Les obsèques de René Pierini auront lieu le Jeudi 9 juillet 2020 à 15 H 00 Chapelle Saint-Pierre, 497 rue Saint-Pierre. Marseille.
(Au funérarium du 497 rue Saint-Pierre se situe en face de l’entrée du cimetière Saint-Pierre - à l’extérieur donc de l’emprise du cimetière).
René Pierini, à droite,
sur le site archéologique d’Entremont, la semaine dernière.
Mon téléphone ne sonnera plus chaque matin vers 9 heures pour t’entendre me demander de mes nouvelles et me donner des tiennes. C’était ainsi. Tu téléphonais à quelques amis : un rite matinal qui ponctuait l’ouverture de tes matinées. « Je veux savoir que mes amis vont bien ».

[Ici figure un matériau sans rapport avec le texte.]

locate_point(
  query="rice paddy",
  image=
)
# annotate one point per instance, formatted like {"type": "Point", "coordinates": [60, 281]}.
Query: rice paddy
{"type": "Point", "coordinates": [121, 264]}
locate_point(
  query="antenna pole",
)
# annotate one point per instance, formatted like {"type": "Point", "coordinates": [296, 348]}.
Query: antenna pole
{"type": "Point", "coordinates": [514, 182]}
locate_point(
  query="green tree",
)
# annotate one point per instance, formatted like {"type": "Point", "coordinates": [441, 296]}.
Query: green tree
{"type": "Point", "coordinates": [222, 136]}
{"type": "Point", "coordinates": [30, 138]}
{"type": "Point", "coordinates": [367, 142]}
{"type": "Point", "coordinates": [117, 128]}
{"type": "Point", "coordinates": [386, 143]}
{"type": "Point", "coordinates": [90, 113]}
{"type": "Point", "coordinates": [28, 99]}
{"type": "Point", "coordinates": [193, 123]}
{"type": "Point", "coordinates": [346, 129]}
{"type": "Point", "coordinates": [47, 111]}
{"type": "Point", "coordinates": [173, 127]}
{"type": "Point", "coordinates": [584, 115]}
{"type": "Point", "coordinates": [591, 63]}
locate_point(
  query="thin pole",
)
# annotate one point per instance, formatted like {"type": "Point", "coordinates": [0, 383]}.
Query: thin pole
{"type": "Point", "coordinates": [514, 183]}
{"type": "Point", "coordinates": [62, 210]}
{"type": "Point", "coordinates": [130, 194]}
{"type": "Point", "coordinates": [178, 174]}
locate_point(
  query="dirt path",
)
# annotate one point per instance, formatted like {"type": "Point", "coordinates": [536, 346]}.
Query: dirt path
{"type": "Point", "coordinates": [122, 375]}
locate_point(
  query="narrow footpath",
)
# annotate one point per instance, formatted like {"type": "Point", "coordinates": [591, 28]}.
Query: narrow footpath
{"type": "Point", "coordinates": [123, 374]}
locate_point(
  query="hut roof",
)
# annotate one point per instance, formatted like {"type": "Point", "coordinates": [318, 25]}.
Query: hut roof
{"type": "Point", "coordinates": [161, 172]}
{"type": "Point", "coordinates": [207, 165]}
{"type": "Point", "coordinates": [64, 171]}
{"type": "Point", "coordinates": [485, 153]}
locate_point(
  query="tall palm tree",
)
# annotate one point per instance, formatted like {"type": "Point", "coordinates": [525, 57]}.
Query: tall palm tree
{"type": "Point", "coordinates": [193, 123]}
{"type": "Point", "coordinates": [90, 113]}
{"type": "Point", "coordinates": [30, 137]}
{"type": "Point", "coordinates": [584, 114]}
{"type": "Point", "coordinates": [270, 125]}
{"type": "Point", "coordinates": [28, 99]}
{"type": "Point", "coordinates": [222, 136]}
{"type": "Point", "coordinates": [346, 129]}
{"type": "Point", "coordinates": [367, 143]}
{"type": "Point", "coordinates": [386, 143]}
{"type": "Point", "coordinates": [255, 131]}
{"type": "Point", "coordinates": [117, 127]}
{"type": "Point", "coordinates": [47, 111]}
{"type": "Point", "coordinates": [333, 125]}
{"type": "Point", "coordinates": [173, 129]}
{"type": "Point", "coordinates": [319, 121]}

Le médecin de l’hôpital qui m’a appelé pour m’annoncer ton départ m’a dit :
-« Il connaissait votre numéro de téléphone par cœur et le répétait ».

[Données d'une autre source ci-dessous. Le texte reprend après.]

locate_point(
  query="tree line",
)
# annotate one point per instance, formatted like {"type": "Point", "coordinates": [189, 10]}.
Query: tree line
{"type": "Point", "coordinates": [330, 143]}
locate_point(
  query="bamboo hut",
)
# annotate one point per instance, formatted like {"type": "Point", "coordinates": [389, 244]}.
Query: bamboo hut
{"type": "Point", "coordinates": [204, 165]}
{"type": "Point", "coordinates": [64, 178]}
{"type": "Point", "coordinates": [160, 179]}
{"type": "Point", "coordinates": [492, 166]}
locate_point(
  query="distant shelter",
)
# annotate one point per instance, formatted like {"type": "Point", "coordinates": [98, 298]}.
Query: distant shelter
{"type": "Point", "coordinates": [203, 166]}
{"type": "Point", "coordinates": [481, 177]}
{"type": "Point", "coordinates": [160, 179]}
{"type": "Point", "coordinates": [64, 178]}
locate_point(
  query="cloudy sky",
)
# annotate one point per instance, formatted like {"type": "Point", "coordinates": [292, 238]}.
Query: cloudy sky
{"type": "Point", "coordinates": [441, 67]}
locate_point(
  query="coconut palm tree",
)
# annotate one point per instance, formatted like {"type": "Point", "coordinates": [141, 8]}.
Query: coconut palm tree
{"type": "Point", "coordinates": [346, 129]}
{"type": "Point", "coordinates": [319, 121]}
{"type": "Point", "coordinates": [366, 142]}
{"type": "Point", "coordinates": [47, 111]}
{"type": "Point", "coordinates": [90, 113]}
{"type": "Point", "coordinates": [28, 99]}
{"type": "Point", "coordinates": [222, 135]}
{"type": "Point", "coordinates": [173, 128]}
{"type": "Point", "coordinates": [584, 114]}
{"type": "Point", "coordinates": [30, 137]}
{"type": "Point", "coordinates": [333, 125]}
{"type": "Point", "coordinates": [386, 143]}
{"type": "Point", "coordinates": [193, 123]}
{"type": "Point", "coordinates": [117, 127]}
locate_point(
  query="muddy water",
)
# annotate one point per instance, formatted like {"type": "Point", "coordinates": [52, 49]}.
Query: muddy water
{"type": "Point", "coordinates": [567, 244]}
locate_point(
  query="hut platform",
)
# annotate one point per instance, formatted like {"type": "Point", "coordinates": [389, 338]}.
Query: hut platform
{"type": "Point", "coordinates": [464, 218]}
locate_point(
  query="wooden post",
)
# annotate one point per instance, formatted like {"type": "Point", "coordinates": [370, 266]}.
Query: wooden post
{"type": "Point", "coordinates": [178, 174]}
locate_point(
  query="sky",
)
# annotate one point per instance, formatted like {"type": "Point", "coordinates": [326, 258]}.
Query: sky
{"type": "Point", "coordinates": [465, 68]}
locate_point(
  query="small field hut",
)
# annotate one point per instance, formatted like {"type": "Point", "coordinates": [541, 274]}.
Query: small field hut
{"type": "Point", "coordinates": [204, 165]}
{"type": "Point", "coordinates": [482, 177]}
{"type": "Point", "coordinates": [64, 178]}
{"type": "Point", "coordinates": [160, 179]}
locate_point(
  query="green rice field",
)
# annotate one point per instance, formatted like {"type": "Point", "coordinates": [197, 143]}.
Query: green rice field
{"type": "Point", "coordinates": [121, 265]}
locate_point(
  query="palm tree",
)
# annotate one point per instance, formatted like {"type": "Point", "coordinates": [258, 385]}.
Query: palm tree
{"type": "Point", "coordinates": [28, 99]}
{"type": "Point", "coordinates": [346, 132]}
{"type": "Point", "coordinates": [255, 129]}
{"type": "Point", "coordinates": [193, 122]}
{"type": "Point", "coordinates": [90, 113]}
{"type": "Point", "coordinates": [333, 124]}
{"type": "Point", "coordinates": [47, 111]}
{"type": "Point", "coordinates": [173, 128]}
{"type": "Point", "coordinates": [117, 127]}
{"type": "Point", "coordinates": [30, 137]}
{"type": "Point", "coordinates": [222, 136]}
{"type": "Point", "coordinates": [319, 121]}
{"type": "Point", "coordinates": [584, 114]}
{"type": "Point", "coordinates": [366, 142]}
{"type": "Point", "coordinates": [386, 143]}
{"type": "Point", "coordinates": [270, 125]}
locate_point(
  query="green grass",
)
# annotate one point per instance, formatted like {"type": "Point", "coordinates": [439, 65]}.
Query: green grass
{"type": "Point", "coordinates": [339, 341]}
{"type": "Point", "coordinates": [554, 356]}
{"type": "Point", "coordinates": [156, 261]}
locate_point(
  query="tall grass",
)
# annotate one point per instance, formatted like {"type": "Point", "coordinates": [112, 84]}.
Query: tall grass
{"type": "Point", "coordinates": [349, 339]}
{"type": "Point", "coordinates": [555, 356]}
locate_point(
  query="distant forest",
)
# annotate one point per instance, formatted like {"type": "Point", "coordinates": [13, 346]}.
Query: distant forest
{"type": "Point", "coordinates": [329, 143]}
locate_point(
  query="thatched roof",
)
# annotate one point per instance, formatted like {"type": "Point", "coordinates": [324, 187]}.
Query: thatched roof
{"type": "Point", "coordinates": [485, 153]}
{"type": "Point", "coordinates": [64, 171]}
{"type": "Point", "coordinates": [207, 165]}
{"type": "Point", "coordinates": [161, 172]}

Par cœur. Oui, pas dans la mémoire ; dans le cœur. Et ton cœur s’est arrêté. D’un coup, emportant dans son arrêt mon numéro de téléphone.
Mon ami, René, mon cher ami René, mon vieil ami, trois heures avant cet arrêt inattendu sur la route humaine d’une amitié si simple, si naturelle et si profonde, tu m’appelais. Et tu appelais aussi notre si chère amie commune Élisabeth. Une belle Trinité d’amitié.
René, tu vas manquer, évidemment, à tous ceux qui te connaissent, t’ont connu. Certains à qui j’ai téléphoné cet après-midi, des hommes solides, ont eu des larmes dans les yeux. Tu as été un homme « bon ». Un homme qui voulait aider, atténuer la souffrance des autres. « Il faut savoir aider » disais-tu souvent. Par exemple, tout dernièrement : « Il y a des enfants qui naissent aveugles, il faut … ». Ton regard, cher René, était de compassion face à la misère du monde.
Tu as profondément aimé ta ville, Marseille, où tu es né un 3 juin 1941. Ton immeuble fut bombardé. Ta famille s’était réfugiée dans la cave. Sous l’explosion, tu as été projeté hors les bras de ta mère! Il ne resta de l’appartement qu’un verre de cristal que tu conservais précieusement dans le meuble vitrine de ta salle à manger.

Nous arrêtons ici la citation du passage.